Rubriche

Tutto è grazia

Guido Oldani giovedì 2 gennaio 2014
Anno nuovo, nuovo trimestre e nuovo appuntamento sulla prima pagina di “Avvenire”. Nei mesi scorsi Salvatore Mannuzzu ha emozionato e commosso i nostri lettori con le annotazioni quotidiane di Procedura. A raccogliere il suo testimone è adesso Guido Oldani, in una staffetta che si annuncia subito ricca di sorprese. Non è soltanto l’avvicendamento tra uno scrittore straordinario, profondamente radicato nella luce e nell’essenzialità della sua Sardegna, e un poeta che, invece, impersona come pochi altri gli umori e la concretezza della terra lombarda. Nato nel 1947 a Melegnano, a sud di Milano, Oldani è protagonista di un percorso assolutamente originale, che non mancherà di coinvolgere quanti seguiranno le suggestioni (e le provocazioni) di La botola del cielo. Nella sua bibliografia figurano importanti raccolte di versi come «Stilnostro» (1985) e «La betoniera» (2007), ma anche saggi di estrema originalità, prima fra tutti «Il realismo terminale», apparso nel 2010 da Mursia e poi tradotto negli Usa. Membro del comitato scientifico di “Luoghi dell’Infinito”, Oldani sarà un compagno di viaggio mai banale e sempre illuminante.
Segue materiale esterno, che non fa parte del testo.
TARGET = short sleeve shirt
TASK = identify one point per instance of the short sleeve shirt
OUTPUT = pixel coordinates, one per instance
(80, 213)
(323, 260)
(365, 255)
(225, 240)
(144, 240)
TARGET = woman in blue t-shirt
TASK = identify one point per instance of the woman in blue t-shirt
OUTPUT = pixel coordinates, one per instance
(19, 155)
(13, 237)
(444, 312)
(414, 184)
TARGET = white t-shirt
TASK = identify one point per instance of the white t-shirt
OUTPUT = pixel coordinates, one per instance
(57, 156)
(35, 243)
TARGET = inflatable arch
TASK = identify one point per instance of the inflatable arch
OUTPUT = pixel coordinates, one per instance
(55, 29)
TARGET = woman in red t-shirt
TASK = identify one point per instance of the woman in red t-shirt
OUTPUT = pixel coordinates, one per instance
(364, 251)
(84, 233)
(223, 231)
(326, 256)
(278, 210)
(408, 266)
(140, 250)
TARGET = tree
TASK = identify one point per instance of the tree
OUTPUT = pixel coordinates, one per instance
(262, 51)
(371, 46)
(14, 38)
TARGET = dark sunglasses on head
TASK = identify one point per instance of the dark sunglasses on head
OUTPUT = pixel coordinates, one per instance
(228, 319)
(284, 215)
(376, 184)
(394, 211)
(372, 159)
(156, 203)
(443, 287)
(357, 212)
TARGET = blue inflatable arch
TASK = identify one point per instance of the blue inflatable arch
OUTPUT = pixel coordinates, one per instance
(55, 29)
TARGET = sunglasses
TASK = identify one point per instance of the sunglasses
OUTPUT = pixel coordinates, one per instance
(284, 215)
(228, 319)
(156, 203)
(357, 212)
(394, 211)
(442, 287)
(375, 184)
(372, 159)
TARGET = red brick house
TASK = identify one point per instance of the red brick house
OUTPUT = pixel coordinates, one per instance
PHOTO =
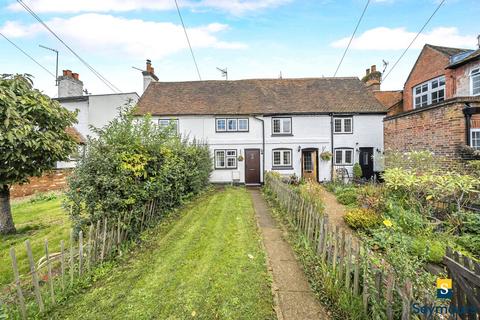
(440, 106)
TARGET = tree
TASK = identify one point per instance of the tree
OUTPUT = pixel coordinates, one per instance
(32, 137)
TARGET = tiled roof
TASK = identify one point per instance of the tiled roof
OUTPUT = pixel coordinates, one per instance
(258, 96)
(389, 98)
(472, 56)
(448, 51)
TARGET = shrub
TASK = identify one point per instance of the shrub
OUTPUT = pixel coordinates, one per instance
(432, 250)
(347, 196)
(357, 171)
(362, 219)
(132, 162)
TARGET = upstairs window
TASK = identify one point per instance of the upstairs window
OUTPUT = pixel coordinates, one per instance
(343, 125)
(165, 123)
(282, 126)
(225, 159)
(475, 81)
(429, 92)
(231, 125)
(343, 157)
(282, 157)
(475, 139)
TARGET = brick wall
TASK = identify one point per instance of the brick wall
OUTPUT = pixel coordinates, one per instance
(430, 64)
(51, 181)
(440, 129)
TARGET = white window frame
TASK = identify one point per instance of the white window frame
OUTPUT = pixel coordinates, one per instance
(476, 131)
(228, 154)
(226, 122)
(342, 124)
(282, 126)
(169, 122)
(473, 74)
(343, 152)
(427, 89)
(224, 125)
(282, 153)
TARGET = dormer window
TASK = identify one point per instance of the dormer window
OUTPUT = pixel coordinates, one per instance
(432, 91)
(475, 81)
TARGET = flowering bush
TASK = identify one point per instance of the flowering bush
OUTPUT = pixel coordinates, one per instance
(132, 162)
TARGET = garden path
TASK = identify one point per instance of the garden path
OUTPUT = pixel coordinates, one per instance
(335, 210)
(293, 296)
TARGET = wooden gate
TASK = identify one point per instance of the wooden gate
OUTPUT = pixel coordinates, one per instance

Benvenuto a lui e grazie ancora, di cuore, a Mannuzzu.
 
Ho una mente insofferente. Quando penso a quali libri sceglierei da mettere nello zaino per un eventuale viaggio solitario sulla luna, mi ritrovo a mani vuote. Eppure un chiodo fisso ce l'ho: mi riferisco a «Diario di un curato di campagna», di George Bernanos. Il giovane prete sta morendo. La vita gli è sempre stata avversa, anche ora in una casa altra inospitale. Ha il cancro allo stomaco, è perforato dal dolore, dopo che da tempo si alimentava solo con qualche frammento di pane secco intinto nel vino. Lui che era nato figlio di alcoolisti, naufrago audace sulla costa del Nazareno. Il curato è caduto sul pavimento e da lì, dall'altezza da cui un cane accucciato guarderebbe, scruta tra le gambe del tavolo, delle sedie e i piedi dei mobili. Ecco, gli amministra l'ultimo sacramento, un prete spretato, un poveretto che però essendo "sacerdos in aeternum", non ha il coraggio di sottrarsi al suo divinissimo dovere. La scena è pietosamente miserabile, il sipario ultimo sta calando, si chiude una giovane vita che tutti avrebbero voluto evitarsi. L'agonizzante mormora: «Tutto è grazia». Questa contraddizione, così sciagurata ed inaccettabile, è come una coltellata tremenda, vibrata al minuscolo buonsenso e al comportamento comune: la grazia erompe dalla disgrazia.